In un bell’approfondimento che Rachel Donadio ha scritto per The Atlantic si parla delle “scelte morali” nel corso della Fase 2 del Coronavirus. Cosa si intende? L’assunto è presto spiegato, e cercheremo di sintetizzare visto che l’articolo è particolarmente lungo, andando a toccare riferimenti al passato e dati che riguardano vari Paesi europei. In sintesi, possiamo dire che la tesi è quella secondo cui nel corso della Fase 2 ciascuno di noi sarà chiamato ad avere una responsabilità individuale nel corso della pandemia, arrivando a dover prendere delle scelte anche diverse rispetto al passato. Cominciamo subito a fare alcuni esempi, dicendo che lo spunto di partenza è ovviamente quello della riapertura: adesso che il lockdown totale non c’è più e, anzi, presto si potrà tornare ad avere una vita sostanzialmente normale, sarà cambiata anche la nostra percezione delle attività e di chi ci sta intorno.
Riguardo questo allora si dice che dubbi e paure potrebbero tradursi nella decisione di mandare o meno il proprio figlio a scuola, o semplicemente chiedersi cosa fare se il vicino di casa dovesse invitare gli amici per fare una grigliata. Queste sono domande già emerse, e raccolte da Le Monde nel tentativo di spiegare la situazione: il punto è proprio questo, perché i governi continueranno eventualmente ad emanare delle misure restrittive a livello sanitario e decideranno se e quando riaprire scuole e attività, ma noi potremo tornare a uscire di casa e allora ci si troverà stretti tra la necessità di riprendere la nostra vita, il timore di venire contagiati e ovviamente il dover lavorare. L’espressione “decisione morale” lo tira fuori Boris Cyrulnik, psicologo e neurologo, che cita le pandemie del passato per dire che l’uomo ci ha sempre convissuto, ma che oggi per la prima volta il Coronavirus ha interrotto un periodo di pace e prosperità che durava da 75 anni, cioè dalla fine della Seconda Guerra Mondiale.
LE SCELTE MORALI NELLA FASE 2 DEL CORONAVIRUS
Saranno gli individui a dover decidere, e questo potrebbe creare se non altro dei dubbi: come dice Laura Spinney, che ha scritto 1918. L’influenza spagnola, il popolo tende ad unirsi per fronteggiare una minaccia esterna pur mantenendo un comportamento egoista di fondo, ma quando l’emergenza si esaurisce torna a galla “un comportamento nocivo ed egoista in senso tradizionale”. Questo si lega ad un altro tema, ovvero: se prima l’isolamento era una condizione imposta e dunque, chi più chi meno, tutti l’hanno accettata, adesso che si torna a uscire le scelte individuali potrebbero creare una sorta di incertezza sulle priorità. C’è come il timore che la popolazione mondiale si fosse in qualche modo assuefatta all’isolamento, perché era una condizione nella quale non era chiamata a scegliere in prima persona, e che si possa creare una sorta di “sindrome di Stoccolma” nei confronti della quarantena.

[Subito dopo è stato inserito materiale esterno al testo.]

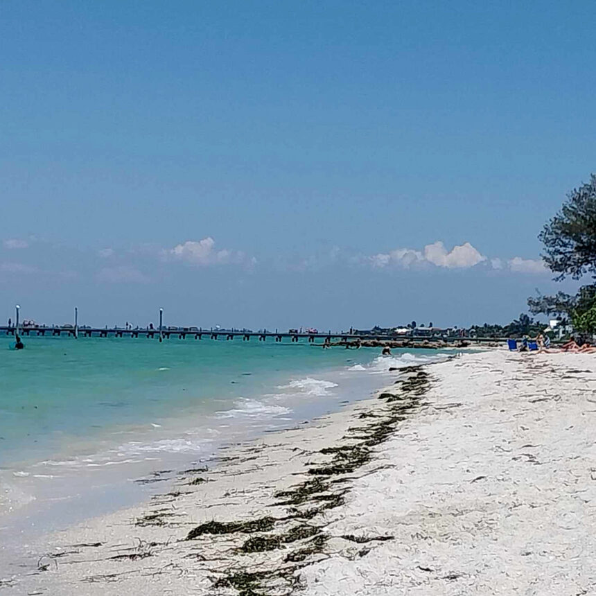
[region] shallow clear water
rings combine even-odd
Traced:
[[[238,340],[10,342],[0,338],[0,542],[130,504],[155,489],[132,482],[143,475],[337,410],[389,366],[437,357]]]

Cosa che, di riflesso, potrebbe valere anche per i governi: tema attuale negli Stati Uniti che sono una federazione, ma nell’Unione Europea i cittadini tecnicamente si possono muovere liberamente e dunque la decisione di uno Stato potrebbe avere riflessi diretti su un altro.

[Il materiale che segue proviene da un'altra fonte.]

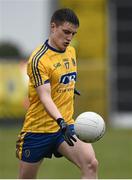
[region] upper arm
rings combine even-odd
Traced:
[[[47,59],[32,57],[31,61],[28,63],[28,76],[35,88],[49,82],[51,72],[49,64],[46,64],[46,62]]]
[[[36,91],[37,91],[37,94],[38,94],[40,100],[42,100],[44,98],[44,96],[45,97],[51,96],[50,83],[46,83],[46,84],[36,87]]]

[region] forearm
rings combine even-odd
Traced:
[[[59,112],[58,108],[56,107],[55,103],[53,102],[52,98],[48,95],[43,96],[41,98],[41,102],[44,105],[47,113],[53,118],[58,119],[62,118],[61,113]]]

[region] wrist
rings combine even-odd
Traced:
[[[63,118],[58,118],[58,119],[56,119],[56,121],[59,126],[65,122]]]

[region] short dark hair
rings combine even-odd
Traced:
[[[61,25],[64,22],[70,22],[79,27],[79,19],[73,10],[69,8],[58,9],[51,17],[51,23]]]

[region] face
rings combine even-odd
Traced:
[[[70,44],[73,36],[77,33],[78,26],[70,22],[64,22],[57,26],[51,24],[50,43],[58,50],[64,51]]]

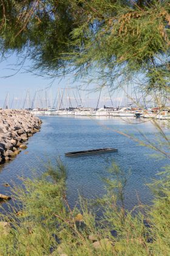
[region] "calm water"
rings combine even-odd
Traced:
[[[152,195],[145,183],[151,181],[167,160],[155,160],[151,157],[154,152],[131,139],[112,130],[127,132],[140,138],[141,131],[149,140],[158,132],[150,123],[140,123],[139,119],[129,119],[134,124],[119,118],[90,119],[61,116],[41,116],[43,121],[40,132],[30,138],[27,154],[25,151],[9,163],[0,166],[0,191],[10,194],[10,188],[2,183],[19,183],[18,176],[30,176],[32,169],[43,171],[48,160],[55,163],[61,156],[68,169],[67,190],[72,205],[78,193],[87,198],[95,198],[104,193],[102,177],[106,177],[107,166],[112,160],[127,172],[131,170],[126,187],[126,203],[129,208],[137,202],[137,193],[141,202],[149,203]],[[169,130],[165,129],[169,135]],[[64,153],[83,149],[115,148],[117,152],[69,158]]]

Infine, uno scenario che sempre la Spinney ha tracciato: l’autrice ha ricordato che nel corso dell’influenza spagnola del 1918 la popolazione degli Stati Uniti inizialmente aveva rispettato le direttive sanitarie (in quel caso, come in nessun altro, c’era stato il lockdown) ma che dopo un certo tempo, quando si erano accorti che i vaccini non funzionavano e i medici non avevano il controllo della situazione, la fiducia era svanita e con essa anche l’osservanza delle regole. “Il rispetto di misure che possono arginare il contagio non è affatto garantito” scrive la Spinney, che dunque esorta i governi a impegnarsi per far arrivare il messaggio e mantenere la fiducia della popolazione. Il che ovviamente può essere possibile solo se allo stesso tempo crescerà il senso di responsabilità individuale, anche riguardo il modo in cui guarderemo la persona che siederà accanto a noi sull’autobus o quella che incroceremo per strada: ecco perché in questo momento tutto il mondo è di fronte ad un periodo importante e complesso, forse anche più complicato rispetto alla Fase 1 del Coronavirus.